Uma grande ilusão
Nunca saberemos a verdade
por inteiro. Há dois anos, Passos Coelho achou que era chegada a sua hora,
provocou uma crise política extemporânea e alicerçou a campanha eleitoral no
que pode ser classificado, para sermos benévolos, como uma colossal mentira. A
ligeireza com que resolveria todos os problemas, que, convém nunca esquecer,
não implicariam “mais austeridade” (sic), continua a ecoar. Hoje a dúvida
persiste: tê-lo-á feito por total impreparação ou por mero tacticismo
eleitoral? A resposta talvez esteja numa combinação das duas coisas.
Independentemente das
justificações que possamos encontrar, os resultados são claros. No essencial,
Passos Coelho, por aquilo que disse e pelo que não disse, diminuiu a
legitimidade da sua ação futura e limitou muito a capacidade política de que
viria a necessitar como primeiro-ministro. Uma vez eleito, o espectro do que
disse o candidato Passos Coelho não tem deixado de acompanhar a ação do líder
do Governo.
Ainda assim, a mentira da
campanha é fundamentalmente prejudicial ao Executivo e degrada, ainda mais, a
imagem dos políticos e da política. Nessa perspectiva, a ilusão em que hoje
opera o Governo é muito mais perniciosa.
Não é preciso recuar muito
no tempo para termos exemplos claros do ilusionismo dominante.

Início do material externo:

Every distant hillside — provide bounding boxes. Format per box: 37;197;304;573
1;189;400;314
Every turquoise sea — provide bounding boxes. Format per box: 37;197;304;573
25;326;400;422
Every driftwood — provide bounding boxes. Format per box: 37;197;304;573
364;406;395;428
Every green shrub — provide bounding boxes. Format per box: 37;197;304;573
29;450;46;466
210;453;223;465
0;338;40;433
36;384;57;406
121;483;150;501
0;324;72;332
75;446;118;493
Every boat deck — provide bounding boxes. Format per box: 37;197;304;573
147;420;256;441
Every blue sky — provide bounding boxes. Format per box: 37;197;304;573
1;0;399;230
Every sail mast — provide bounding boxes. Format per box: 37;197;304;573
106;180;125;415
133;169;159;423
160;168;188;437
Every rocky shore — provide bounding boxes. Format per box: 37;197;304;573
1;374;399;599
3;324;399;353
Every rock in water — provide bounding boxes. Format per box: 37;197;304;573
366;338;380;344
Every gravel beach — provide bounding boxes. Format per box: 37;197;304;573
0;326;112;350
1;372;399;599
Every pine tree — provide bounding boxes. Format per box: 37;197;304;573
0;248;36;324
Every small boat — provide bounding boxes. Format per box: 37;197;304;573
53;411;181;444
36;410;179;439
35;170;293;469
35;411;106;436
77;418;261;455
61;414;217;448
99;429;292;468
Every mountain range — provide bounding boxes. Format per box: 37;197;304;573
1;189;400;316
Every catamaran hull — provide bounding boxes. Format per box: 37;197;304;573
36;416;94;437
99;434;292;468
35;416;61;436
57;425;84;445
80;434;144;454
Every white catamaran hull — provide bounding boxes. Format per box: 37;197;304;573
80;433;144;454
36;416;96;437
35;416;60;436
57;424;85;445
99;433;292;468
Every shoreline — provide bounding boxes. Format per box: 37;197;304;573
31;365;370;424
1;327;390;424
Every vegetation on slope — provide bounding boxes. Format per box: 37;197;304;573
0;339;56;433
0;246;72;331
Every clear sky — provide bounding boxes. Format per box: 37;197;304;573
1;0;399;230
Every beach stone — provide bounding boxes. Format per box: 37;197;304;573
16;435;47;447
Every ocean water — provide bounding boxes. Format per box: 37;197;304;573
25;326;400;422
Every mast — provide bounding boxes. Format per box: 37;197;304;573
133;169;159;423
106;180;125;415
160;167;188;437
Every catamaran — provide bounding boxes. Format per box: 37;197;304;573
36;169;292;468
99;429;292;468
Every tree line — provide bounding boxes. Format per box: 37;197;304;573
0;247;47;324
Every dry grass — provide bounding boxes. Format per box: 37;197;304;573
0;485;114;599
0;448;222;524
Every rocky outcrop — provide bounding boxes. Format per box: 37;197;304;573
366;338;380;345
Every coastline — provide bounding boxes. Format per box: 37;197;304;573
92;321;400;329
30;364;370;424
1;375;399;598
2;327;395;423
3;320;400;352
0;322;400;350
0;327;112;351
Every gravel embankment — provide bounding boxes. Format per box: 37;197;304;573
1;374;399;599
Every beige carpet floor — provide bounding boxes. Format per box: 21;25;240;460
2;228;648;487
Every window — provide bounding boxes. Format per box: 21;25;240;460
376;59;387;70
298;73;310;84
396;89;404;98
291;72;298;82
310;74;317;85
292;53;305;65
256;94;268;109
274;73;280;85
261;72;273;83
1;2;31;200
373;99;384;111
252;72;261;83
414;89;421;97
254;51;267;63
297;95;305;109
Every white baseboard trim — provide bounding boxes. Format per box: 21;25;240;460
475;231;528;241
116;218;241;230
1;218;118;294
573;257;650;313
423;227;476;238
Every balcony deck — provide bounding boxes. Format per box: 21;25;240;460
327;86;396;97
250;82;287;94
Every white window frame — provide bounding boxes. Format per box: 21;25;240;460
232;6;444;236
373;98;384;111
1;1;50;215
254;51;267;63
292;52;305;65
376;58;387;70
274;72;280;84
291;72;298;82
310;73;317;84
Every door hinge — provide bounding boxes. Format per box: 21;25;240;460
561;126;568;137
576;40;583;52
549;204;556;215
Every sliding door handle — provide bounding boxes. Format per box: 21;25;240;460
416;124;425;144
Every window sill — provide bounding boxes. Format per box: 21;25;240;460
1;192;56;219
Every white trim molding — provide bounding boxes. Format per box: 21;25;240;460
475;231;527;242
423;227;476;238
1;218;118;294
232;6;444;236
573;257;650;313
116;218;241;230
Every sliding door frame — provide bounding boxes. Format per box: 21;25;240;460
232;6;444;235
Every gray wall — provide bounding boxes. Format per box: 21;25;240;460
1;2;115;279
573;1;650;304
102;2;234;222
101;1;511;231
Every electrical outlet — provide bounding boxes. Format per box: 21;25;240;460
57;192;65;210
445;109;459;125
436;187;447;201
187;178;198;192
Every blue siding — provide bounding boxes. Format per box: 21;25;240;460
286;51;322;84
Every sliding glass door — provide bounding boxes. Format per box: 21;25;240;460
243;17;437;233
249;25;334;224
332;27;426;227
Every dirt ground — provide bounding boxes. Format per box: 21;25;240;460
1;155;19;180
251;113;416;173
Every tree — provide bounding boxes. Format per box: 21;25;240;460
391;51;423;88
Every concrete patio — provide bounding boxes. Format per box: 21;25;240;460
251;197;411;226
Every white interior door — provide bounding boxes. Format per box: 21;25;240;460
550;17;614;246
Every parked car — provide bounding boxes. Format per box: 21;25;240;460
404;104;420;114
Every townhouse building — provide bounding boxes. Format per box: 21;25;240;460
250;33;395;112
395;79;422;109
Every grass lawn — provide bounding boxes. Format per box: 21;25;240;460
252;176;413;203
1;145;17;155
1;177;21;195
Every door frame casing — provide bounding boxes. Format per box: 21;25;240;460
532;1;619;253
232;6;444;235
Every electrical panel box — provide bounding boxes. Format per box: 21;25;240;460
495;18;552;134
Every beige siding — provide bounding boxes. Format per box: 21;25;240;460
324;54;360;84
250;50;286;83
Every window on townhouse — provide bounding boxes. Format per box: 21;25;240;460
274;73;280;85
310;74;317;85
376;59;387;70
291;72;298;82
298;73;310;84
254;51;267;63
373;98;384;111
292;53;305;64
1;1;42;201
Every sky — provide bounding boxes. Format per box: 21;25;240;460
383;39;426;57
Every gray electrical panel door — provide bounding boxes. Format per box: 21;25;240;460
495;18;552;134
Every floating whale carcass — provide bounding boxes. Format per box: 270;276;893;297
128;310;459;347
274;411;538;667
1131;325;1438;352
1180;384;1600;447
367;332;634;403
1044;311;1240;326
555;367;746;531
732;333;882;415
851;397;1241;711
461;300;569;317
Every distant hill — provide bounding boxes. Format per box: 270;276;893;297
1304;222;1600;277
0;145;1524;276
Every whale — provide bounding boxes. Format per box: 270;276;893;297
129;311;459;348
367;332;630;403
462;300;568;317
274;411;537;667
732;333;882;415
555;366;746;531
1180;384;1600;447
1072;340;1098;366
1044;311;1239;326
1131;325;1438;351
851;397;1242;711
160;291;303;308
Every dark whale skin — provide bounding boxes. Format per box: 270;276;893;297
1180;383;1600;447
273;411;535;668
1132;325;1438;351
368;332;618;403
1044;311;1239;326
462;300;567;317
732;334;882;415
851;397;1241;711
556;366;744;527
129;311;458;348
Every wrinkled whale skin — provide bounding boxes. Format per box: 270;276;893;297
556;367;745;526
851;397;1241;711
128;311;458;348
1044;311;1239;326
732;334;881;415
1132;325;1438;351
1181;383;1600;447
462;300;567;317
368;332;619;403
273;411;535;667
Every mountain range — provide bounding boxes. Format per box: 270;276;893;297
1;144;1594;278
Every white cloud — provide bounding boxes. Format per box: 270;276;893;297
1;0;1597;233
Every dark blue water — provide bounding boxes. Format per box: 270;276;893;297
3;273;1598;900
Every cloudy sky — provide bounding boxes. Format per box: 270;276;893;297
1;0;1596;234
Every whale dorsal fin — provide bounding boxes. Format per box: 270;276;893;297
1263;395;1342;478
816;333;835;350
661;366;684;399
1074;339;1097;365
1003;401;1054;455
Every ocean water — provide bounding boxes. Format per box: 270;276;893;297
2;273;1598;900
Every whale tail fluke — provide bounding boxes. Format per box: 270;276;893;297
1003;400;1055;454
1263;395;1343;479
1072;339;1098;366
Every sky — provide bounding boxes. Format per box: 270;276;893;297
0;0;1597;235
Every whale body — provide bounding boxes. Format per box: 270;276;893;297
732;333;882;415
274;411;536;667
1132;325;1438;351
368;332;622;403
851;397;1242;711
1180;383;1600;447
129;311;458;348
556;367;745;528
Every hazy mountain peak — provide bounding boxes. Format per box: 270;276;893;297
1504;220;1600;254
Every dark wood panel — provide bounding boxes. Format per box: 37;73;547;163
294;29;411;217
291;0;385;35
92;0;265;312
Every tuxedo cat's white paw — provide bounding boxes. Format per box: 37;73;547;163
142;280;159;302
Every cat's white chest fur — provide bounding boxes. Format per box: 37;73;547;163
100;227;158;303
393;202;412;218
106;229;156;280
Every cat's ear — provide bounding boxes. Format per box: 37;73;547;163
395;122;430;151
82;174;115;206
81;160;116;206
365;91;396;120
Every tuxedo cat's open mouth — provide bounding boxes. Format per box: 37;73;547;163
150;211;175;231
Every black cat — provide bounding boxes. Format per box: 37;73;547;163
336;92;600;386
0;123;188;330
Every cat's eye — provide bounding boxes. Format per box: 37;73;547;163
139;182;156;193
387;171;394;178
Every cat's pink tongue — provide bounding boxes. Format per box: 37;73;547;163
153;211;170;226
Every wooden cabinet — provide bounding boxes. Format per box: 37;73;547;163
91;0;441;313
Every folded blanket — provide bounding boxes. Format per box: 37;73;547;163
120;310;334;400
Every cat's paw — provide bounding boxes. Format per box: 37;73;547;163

A crer no Expresso da semana
passada, a coligação prepara-se para assinalar os dois anos de governação
focando o seu discurso nas reformas e no “crescimento do país” (sic). O
objectivo é, convenhamos, coerente. Ainda no fim-de-semana, Passos Coelho
afirmava, num momento em que todas as previsões apontam para um aumento da
dívida em 2014 e em que os sinais negativos sobre a execução orçamental de 2013
se avolumam, que “não vai aumentar o défice ou a dívida”. Talvez seja difícil
encontrar exemplos mais acabados que provem, de forma tão clara, que neste
momento o Governo já opera numa realidade paralela.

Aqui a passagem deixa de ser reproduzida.